Battle for Labour
Labour TDs rarely show their faces in the Dáil chamber for leader’s questions in a fashion eerily reminiscent of the Greens
Like any good coup they pounced while the leader was out of the country.
As Tánaiste Eamon Gilmore toured war-ravaged Georgia, the first shots in the battle to topple him were being fired back home.
Some Labour TDs had already left the weekly parliamentary party meeting as chairman Colm Keaveney rose to signal the beginning of what some see as the battle for Labour’s soul — and survival.
Though not as hostile as the relationship between Georgia and its invading neighbour Russia, Keaveney and Gilmore fight for every inch of disputed territory in much the same way.

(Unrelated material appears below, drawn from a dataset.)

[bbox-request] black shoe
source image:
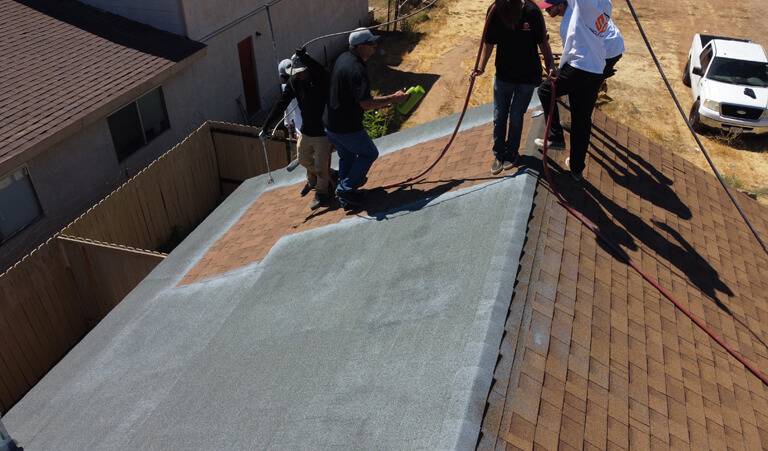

Gilmore wanted one of his placemen to take the chairmanship, fearing Keaveney, who has a history of arguments with the leadership, would emerge as Chairman Row due to his left-of-centre politics and knack for publicity.
But party members thought differently, and now Keaveney is keen to use and expand the formally invisible role to push a Real Labour agenda.
In Gilmore’s absence, the meeting of TDs and senators was overseen by Joan Burton, who many deputies believe has been positioning herself for a leadership push for some time.
Burton is known as the unofficial leader of the opposition by Fine Gael Cabinet colleagues and has been keen to stake out a more distinctive thrust for Labour within a coalition dominated by the troika’s Tory economic agenda.
Keaveney’s call for a ballot of party members before Labour signs up to a second humiliating bailout and the resulting austerity measures it would entail fits neatly into a shift to sharpen and redefine the junior coalition party’s image.
Labour TDs rarely show their faces in the Dáil chamber for leader’s questions these days in a fashion eerily reminiscent of the Greens when they became so embarrassed by the Fianna-Fáil-led coalition they were trapped in.
And like the Greens, Labour is flirting with electoral irrelevance as it crashes to 10% in the polls as Sinn Féin plunders its undefended social justice flank at will and soars into the mid-20s in some surveys.
Hence Keaveney’s attempt at putting some clear blue water between his party and the Blueshirts when he told the Irish Examiner that Fine Gael had a certain degree of comfort with the hardline right-wing measures imposed by Brussels.
One prominent Fine Gaeler agreed with Keaveney’s contention, saying: “He’s right about that, we do take comfort from it — it appeals to us and gives us cover to change the economy. But we also take comfort from the fact Labour is getting all the blame in the polls — that’s brilliant.”
A Fine Gael minister was less smug, musing: “The tipping point for Labour will be the next budget, if they get nothing out of it again, what is the point of them going on?”
Just like every other person who has ever planned to mount a leadership challenge, Burton strenuously denies she is planning to mount a leadership challenge, but backbenchers believe she will make a move in the run-up to the budget or its bloody aftermath.
Burton has already been demoted by Gilmore and as she will be 67 at the time of the next scheduled general election, must be aware a mid-term change of leader would be her last chance to wear the crown.
But even some of her supporters doubt she will ever achieve the top job, believing Brendan Howlin, her only ally in Cabinet, would emerge as the white knight unity candidate to succeed Gilmore.
The Tánaiste’s failure to take a key economic Cabinet post has a lot to do with his undoing, as Howlin is the “go-to minister” all Labour TDs and Fine Gael cabinet colleagues go to if they want to get something done, bypassing the foreign minister.
Labour has lost its way as it appears in office but not in power, buffeted by an austerity agenda forced on the country from abroad, and often outmanoeuvred by Fine Gael at home.
The botched budget was a public relations disaster, highlighting the amateur-hour media presentation skills of the handful of close flunkies Gilmore increasing relies on.
The party has failed markedly to carve out key territory it could claim as its own away from the right-wing thrust of economic policy, such as rescuing families from mortgage misery.
Despite the party having the super-junior Cabinet slot of housing minister, Labour has allowed the long-delayed insolvency law reform to get bogged down in a turf war between finance and justice.
If they had seized such an issue from the start and made it front and centre of their agenda in government, they would now have something to show for the compromises on welfare and privatisation they were forced to swallow by the troika.
After policy disasters like voting through budget cuts to get rid of hundreds of teachers in the most disadvantaged schools in the country, many are left wondering what the Labour Party is actually for anymore.
Keaveney and, in a (so far) subtler way, Burton clearly believe there is little time left to salvage the situation.
Any vote on the bailout terms would be a battle for the soul of the Labour Party and a nightmare for Gilmore, which in all probability would trigger Labour exiting government — but the fact the party’s chairman is demanding such a thing shows how bad moral has become.
But one loyalist spoke scathingly of Keaveney’s intervention, stating: “I think Keaveney’s a member of the ‘Joan For Leader group’. There’s two of them in it — him and Joan.”
But as the Tánaiste returns home, Gilmore has more than Georgia on his mind.